HIROSHIMA–Former U.S. Defense Secretary William Perry says President Barack Obama should visit Hiroshima and Nagasaki “not to apologize” but to use the experience of being at ground zero of the 1945 atomic bombings as a “vehicle” for getting his message across on the inhumanity of nuclear weapons.
“An apology isn’t the issue. We want to look forward and not back, and looking forward is that we can use the example of Hiroshima as a vehicle for conveying his message that nuclear weapons should never be used again,” Perry told The Asahi Shimbun in an interview here.
Perry has launched his “20-21 project” to educate young people on nuclear issues about “what happened, and how that could affect their lives in the future.”
Perry: If he asked, I would tell him he should come.

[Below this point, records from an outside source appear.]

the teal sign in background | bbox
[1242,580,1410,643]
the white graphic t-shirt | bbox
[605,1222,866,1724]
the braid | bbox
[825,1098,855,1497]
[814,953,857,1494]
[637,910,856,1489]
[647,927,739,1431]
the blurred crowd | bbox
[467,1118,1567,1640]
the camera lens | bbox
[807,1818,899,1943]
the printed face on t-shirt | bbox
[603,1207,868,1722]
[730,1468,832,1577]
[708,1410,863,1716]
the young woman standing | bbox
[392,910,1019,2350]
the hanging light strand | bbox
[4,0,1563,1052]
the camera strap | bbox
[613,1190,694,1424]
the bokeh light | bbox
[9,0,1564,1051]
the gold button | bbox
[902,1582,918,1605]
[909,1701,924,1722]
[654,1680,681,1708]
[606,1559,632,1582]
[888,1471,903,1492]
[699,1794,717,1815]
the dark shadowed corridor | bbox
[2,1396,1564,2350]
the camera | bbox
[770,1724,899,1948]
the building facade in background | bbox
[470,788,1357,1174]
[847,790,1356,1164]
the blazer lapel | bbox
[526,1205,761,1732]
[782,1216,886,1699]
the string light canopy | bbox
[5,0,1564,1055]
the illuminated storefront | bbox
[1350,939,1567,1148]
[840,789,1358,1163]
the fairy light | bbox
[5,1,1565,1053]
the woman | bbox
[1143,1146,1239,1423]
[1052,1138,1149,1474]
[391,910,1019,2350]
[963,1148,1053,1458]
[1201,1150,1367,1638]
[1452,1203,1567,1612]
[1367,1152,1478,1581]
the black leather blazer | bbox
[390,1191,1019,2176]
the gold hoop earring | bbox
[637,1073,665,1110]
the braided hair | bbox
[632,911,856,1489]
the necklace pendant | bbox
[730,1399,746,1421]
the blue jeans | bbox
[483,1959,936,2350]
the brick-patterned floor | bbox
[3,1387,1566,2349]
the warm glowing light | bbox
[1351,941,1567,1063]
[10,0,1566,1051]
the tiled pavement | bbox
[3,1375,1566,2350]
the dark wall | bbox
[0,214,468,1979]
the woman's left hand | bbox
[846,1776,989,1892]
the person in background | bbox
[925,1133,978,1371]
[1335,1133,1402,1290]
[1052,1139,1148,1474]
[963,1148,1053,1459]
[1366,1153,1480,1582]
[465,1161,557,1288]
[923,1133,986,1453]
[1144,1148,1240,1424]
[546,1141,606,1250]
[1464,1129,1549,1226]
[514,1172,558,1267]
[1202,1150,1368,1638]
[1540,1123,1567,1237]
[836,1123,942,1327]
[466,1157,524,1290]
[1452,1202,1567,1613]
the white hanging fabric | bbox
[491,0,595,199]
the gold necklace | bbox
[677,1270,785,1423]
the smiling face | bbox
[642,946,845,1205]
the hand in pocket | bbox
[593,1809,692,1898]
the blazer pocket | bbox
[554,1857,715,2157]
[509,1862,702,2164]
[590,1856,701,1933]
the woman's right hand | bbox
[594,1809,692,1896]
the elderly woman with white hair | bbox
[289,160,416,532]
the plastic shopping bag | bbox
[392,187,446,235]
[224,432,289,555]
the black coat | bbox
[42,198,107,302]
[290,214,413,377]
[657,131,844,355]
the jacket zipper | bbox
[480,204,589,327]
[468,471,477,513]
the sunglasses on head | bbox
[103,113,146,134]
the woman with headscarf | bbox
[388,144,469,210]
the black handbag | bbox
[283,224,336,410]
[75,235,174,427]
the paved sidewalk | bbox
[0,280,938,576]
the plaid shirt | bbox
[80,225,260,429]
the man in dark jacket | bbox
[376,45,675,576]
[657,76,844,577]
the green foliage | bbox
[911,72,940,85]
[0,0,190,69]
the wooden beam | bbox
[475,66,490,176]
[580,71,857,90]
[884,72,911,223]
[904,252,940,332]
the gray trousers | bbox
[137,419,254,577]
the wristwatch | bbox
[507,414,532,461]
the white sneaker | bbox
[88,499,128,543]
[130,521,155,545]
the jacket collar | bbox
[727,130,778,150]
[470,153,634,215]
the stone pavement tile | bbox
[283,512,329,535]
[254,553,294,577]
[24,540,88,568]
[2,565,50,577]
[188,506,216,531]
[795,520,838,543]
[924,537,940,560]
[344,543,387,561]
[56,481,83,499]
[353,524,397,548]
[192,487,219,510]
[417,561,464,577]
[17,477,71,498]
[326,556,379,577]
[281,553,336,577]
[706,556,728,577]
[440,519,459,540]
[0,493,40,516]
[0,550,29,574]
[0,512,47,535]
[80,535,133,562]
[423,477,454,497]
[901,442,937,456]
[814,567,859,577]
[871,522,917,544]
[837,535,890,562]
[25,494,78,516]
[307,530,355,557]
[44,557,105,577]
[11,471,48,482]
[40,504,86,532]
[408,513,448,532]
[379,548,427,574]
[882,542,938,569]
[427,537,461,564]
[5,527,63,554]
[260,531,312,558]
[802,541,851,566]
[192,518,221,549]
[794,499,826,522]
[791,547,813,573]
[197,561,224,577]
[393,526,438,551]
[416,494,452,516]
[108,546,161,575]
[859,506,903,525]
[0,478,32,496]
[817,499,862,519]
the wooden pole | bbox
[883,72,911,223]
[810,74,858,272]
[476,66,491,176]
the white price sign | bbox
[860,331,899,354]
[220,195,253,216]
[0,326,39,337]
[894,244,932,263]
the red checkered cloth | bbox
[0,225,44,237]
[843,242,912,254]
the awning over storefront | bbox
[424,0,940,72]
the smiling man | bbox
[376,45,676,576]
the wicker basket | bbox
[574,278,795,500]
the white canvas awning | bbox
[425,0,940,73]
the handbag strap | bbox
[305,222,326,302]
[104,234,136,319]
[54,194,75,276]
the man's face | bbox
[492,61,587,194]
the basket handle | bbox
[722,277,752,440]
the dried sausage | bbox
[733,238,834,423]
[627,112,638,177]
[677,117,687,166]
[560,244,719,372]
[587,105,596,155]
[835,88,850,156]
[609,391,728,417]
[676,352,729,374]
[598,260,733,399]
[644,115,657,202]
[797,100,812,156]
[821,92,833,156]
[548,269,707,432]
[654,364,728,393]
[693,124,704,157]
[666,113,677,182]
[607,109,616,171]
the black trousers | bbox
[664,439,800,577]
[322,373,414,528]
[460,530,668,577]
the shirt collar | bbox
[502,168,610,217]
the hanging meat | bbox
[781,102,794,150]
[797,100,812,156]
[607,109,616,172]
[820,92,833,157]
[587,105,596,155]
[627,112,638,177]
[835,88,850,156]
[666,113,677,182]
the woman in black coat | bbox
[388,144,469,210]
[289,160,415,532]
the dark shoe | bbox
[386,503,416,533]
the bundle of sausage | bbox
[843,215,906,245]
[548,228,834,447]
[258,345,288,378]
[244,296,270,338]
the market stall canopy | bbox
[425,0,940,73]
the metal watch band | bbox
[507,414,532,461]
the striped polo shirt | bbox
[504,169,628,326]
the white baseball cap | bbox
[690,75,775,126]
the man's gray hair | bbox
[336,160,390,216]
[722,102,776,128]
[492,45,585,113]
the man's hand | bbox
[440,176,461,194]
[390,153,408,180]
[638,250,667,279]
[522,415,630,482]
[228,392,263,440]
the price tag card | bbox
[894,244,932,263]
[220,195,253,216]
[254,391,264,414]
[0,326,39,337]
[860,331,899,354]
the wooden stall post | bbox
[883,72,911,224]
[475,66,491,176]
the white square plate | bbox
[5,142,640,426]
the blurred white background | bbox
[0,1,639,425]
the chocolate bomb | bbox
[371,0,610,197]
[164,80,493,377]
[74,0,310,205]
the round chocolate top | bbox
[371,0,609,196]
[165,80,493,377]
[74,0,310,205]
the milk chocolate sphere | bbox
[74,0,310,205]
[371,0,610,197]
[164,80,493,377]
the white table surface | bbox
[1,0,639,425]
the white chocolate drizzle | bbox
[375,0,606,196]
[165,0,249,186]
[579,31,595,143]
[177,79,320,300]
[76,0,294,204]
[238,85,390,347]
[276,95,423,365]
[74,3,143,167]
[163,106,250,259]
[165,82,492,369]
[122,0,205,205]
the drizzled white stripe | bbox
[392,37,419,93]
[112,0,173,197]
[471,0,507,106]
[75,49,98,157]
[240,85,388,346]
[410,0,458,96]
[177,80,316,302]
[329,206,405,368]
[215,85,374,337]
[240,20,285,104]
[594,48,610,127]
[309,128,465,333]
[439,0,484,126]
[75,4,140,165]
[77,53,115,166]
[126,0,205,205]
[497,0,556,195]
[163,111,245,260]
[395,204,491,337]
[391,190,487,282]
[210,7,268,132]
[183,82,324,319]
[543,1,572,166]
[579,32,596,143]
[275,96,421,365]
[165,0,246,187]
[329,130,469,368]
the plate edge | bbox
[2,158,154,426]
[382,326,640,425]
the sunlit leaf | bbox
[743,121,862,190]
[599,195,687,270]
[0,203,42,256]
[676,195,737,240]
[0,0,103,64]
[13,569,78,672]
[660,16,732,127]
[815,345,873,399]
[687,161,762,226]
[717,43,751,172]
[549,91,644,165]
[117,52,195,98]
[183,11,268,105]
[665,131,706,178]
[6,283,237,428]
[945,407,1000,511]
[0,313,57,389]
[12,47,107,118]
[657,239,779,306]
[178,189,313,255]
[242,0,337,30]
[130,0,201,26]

And then, if he should ask me, “What should I say when I come?” I would say, “You do not come to apologize.” Many historians argue–and I also believe–that had we not dropped the bomb, had we instead invaded Japan, there would have been perhaps one million American casualties and many, many millions of Japanese casualties, so many more would have died.
But in a sense, that is kind of missing the point because the use of nuclear weapons at Hiroshima and at Nagasaki made it seem OK. It gave it legitimacy. Happily, no country, including ours, has chosen to repeat that example, so now we have gone 70 years without the use of nuclear weapons, which is good. But the danger is always there, and the precedent has been set.
Q: But why not apologize and go to the people? Is it because of the political confusion in the United States due to opposition from veterans? What is the stumbling block for Obama to just come over and say what he wants to say?
A: I said that an apology would not be appropriate because most Americans believe, and many historians all over the world believe, that in fact, the use of the atomic bombs saved the lives of millions of people. Had we gone ahead with the alternative of invading–the American military estimates–there would have been one million American casualties and many, many millions of Japanese.
In a sense, in a strictly numerical sense, the bomb saved lives. But it’s hard to think of it that way, when you see the devastation of Hiroshima and when you think of the lives lost and the lingering effects to the survivors here.